Fears are mounting over the potential dangers of a large-scale lithium battery at Greenbank set to transform Logan’s renewable energy capacity.

Battery Energy Storage Systems (BESS) like the one currently being built at Greenbank have been hailed as the future of renewable energy, able to store and discharge enough energy to power 66,000 homes for two hours during the evening peak.

Hundreds have popped up all over the world.

But a series of large-scale fires, including one in Queensland last year, are making some Greenbank residents nervous.

A spokesperson from the company developing the battery, CS Energy, said megapack fires were “extremely rare”.

“Testing shows that if one occurs, Megapack safety systems can control and contain a fire within a unit,” the spokesperson said.

She said the gases produced from a battery fire would be similar to those released during a “typical structure fire of a building or other infrastructure”.

“Only trace amounts of acid gases are released during a Megapack fire, and these gases come from burning plastics and not battery cells,” she said.

“The concentrations are small enough that they are quickly diluted upon contact with the air, meaning there would be no negative impact to air quality in the surrounding area.”

Local resident Bruce Fraser said the battery’s renewable capabilities and grid benefits were “absolutely crushed by the potential disaster effects”.

He said the major concern wasn’t the fire itself; rather the “fallout”.

“You’ve got 20,000 people living around here in all these estates, and [during a fire] all the hydro fluoride, carbon monoxide and lithium nanoparticles floating everywhere, will go whatever way the wind blows, and half the people drink from their water tanks,” Mr Fraser said.

Mr Fraser is concerned about the possibility of a “mass gassing” with lithium toxins contaminating surrounding suburbs.

But the developer of the battery maintains if a fire were to break out, the fallout would be akin to that of a “building fire”.

“Look at our roads, we can’t even survive a flood, half the roads were cut-off… so if we were to have a battery fire in those conditions, you’ll never be able to get medical assistance to that area,” Mr Fraser.

“We can’t be protected.”

Greenbank resident Bruce Fraser outside the site where a $300 million renewable energy storage facility is being built.

Mr Fraser serves as the chairman of a local group, known as the New Beith Baptist Church Power Liaison Team, advocating against the installation of the battery.

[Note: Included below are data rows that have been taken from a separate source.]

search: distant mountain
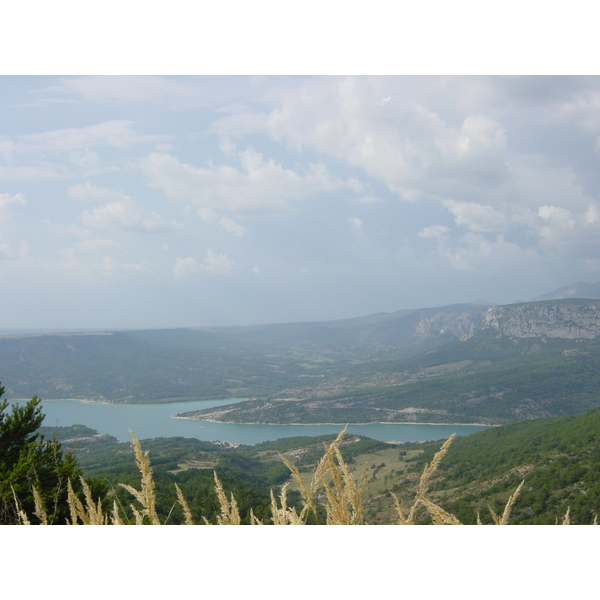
[531,281,600,302]
[184,298,600,424]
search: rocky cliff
[481,300,600,340]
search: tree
[0,385,81,525]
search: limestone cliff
[481,300,600,340]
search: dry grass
[13,428,576,525]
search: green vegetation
[7,390,600,524]
[0,386,81,524]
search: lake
[9,398,486,445]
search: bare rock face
[414,310,484,339]
[481,300,600,340]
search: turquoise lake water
[11,398,485,445]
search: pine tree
[0,385,81,524]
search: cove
[9,398,486,446]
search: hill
[186,299,600,425]
[40,409,600,524]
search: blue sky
[0,75,600,329]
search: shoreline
[172,415,494,427]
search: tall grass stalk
[13,427,572,525]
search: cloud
[74,181,181,231]
[442,200,508,232]
[438,232,541,271]
[0,120,165,160]
[260,78,509,200]
[348,217,363,235]
[219,217,246,237]
[357,195,383,204]
[173,250,234,278]
[47,75,199,104]
[141,148,355,216]
[417,225,450,239]
[0,194,27,214]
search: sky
[0,75,600,329]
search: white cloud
[173,250,234,278]
[0,194,27,211]
[442,200,508,232]
[219,136,236,156]
[418,225,450,239]
[173,256,200,278]
[0,120,164,159]
[438,233,540,271]
[202,250,234,275]
[348,217,363,235]
[74,181,181,231]
[260,78,508,199]
[48,75,198,104]
[67,181,128,202]
[219,217,246,237]
[141,149,355,215]
[357,195,383,204]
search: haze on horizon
[0,76,600,329]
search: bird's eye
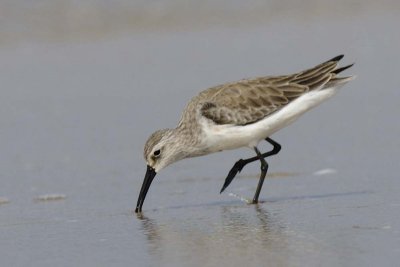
[153,149,161,157]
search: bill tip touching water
[135,55,355,213]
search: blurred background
[0,0,400,266]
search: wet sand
[0,2,400,266]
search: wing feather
[197,56,350,125]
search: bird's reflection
[138,205,287,266]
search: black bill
[135,165,157,213]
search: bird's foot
[220,159,246,193]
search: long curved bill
[135,165,157,213]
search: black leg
[220,137,281,193]
[253,147,268,204]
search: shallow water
[0,1,400,266]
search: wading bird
[135,55,354,213]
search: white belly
[202,88,337,152]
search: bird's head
[135,129,187,213]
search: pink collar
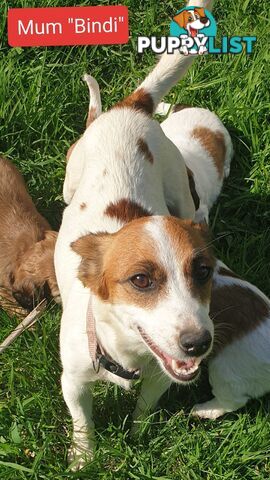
[86,295,140,380]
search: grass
[0,0,270,480]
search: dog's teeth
[171,359,198,375]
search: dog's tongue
[175,360,195,370]
[161,355,195,370]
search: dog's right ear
[71,233,113,300]
[173,12,186,28]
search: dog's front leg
[131,364,172,434]
[62,372,95,470]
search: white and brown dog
[173,7,210,37]
[55,2,214,465]
[173,7,210,55]
[193,261,270,419]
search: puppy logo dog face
[173,7,210,37]
[71,216,215,382]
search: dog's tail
[83,73,102,128]
[121,0,213,114]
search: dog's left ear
[194,7,206,17]
[173,12,185,28]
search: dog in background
[79,80,233,223]
[156,102,233,223]
[73,62,270,419]
[173,7,210,37]
[0,157,59,310]
[192,261,270,419]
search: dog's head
[71,216,215,382]
[11,230,60,310]
[173,7,210,37]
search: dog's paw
[191,399,226,420]
[68,446,94,472]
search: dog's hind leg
[62,372,95,470]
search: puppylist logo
[137,7,257,55]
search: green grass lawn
[0,0,270,480]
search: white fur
[159,104,233,222]
[55,2,215,467]
[193,262,270,419]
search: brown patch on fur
[0,157,59,308]
[172,103,193,113]
[86,107,97,128]
[71,218,167,308]
[165,218,215,303]
[12,230,60,308]
[66,139,79,162]
[173,7,207,29]
[218,267,242,280]
[113,88,154,115]
[104,198,151,223]
[137,138,154,163]
[210,283,270,355]
[186,167,200,210]
[71,217,214,309]
[191,127,226,178]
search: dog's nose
[200,17,208,25]
[180,330,212,357]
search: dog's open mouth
[138,327,200,382]
[189,27,198,38]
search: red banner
[8,5,128,47]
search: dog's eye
[130,273,153,290]
[193,263,213,284]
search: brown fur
[105,198,151,223]
[186,167,200,210]
[192,127,226,178]
[218,267,241,280]
[0,157,59,308]
[173,7,208,29]
[210,282,270,355]
[113,88,154,115]
[71,218,166,308]
[172,103,193,113]
[137,138,154,163]
[163,218,215,303]
[71,217,214,308]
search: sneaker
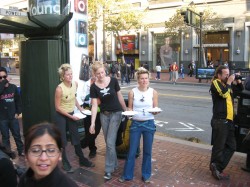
[210,163,230,180]
[142,177,150,183]
[118,177,125,183]
[219,172,230,180]
[89,151,96,158]
[18,152,25,156]
[79,158,95,168]
[103,172,112,180]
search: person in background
[155,64,161,80]
[18,122,78,187]
[77,74,102,158]
[172,62,179,84]
[79,54,90,81]
[188,61,194,77]
[143,62,149,70]
[0,67,24,156]
[89,61,126,180]
[168,64,173,81]
[0,144,17,187]
[119,68,158,183]
[120,63,127,85]
[180,64,185,79]
[55,64,94,173]
[210,65,242,180]
[244,75,250,91]
[160,37,173,67]
[130,62,135,79]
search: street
[10,75,212,144]
[122,82,212,144]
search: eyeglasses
[140,96,144,102]
[29,148,60,157]
[0,75,7,80]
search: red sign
[117,35,137,51]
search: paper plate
[73,113,86,119]
[122,111,138,116]
[147,107,162,112]
[82,110,91,116]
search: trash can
[235,90,250,153]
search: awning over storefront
[194,43,228,48]
[0,8,73,37]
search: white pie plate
[147,107,162,113]
[122,111,138,116]
[82,110,91,116]
[73,113,86,119]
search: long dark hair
[212,65,229,81]
[24,122,62,154]
[0,144,16,159]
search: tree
[88,0,143,63]
[165,4,224,38]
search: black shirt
[0,80,21,120]
[90,77,122,112]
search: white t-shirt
[155,65,161,72]
[132,87,154,121]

“I’m all for having a big battery system, just not in the middle of 20,000 residents with poor road networks,” he said.

“Of the 81 fires around the world, 30 of them have been in the last two years.

“Technology is getting better, but we don’t want Greenbank to appear on the list of fires.”

The individual batteries, known as “megapacks”, are made by Tesla.

Tesla’s advice to Australian fire departments is to allow a battery blaze to simply burn out.

“If there’s a fire, they won’t put it out, it’ll burn itself out and that’s just not acceptable,” Mr Fraser said.

Tesla’s megapacks are made using lithium iron phosphate (also known as lithium ferro phosphate, LFP, or LiFePO4).

The CS Energy spokesperson said this was a “different battery chemistry” from lithium ion (Li-ion), which is often used in mobile phones, laptops and electric bikes.

LFP is the safest lithium chemistry available,” the spokesperson said.

“Safety is the top priority for CS Energy.

“”We have partnered with Tesla for this project because they set the industry benchmark for energy storage product design and safety. 

“The Tesla Megapack 2XL units that will be installed at Greenbank are one of the safest battery storage products of their kind.

“The batteries undergo extensive fire testing and include integrated safety systems specialised monitoring software and 24/7 support. “

She said CS Energy was working with Tesla to ensure mitigation measures were in place and the “highest standard of quality assurance” would be undertaken in the factories and once the batteries arrived on site.

The battery is being built on Powerlink-owned land next to the Greenbank Substation on Pub Lane.

It will be operational by 2025.

2 Responses

  1. Graeme

    This “news” paper should be utterly ashamed of itself for drumming up baseless fear about grid batteries. It is absolutely essential that our energy systems are rapidly upgraded to get us off the burning of fossil fuels to slow down climate change.
    You are doing the bidding of fossil fuel companies that have been fleecing us for decades while knowingly causing climate change , the results of which will cost us all trillions of dollars and millions of lives.

    • Bruce M. Fraser

      Graham, with your background, Shame On You , unless you examine the evidence now available from Oxford Kent ,Sheffield and Newcastle University UK Professors,
      You would rather place Queenslanders in potential danger over Sales talk from Lithium Battery Suppliers , LFP is Highly Explosive and dumping thousands of Tons around the countryside for Future Generations to find a Future Solution on that . Cannot Dump in oceans, Cannot burn off , can make manmade Volcano !
      Produce your evidence that Lithium BESS is a safe option, and how future generation is going to dispose of over 500,000 tons of Lithium Cells in 25 years time. Bouldercombe BESS Fire and 80 other fires ,nothing to do with Coal at all.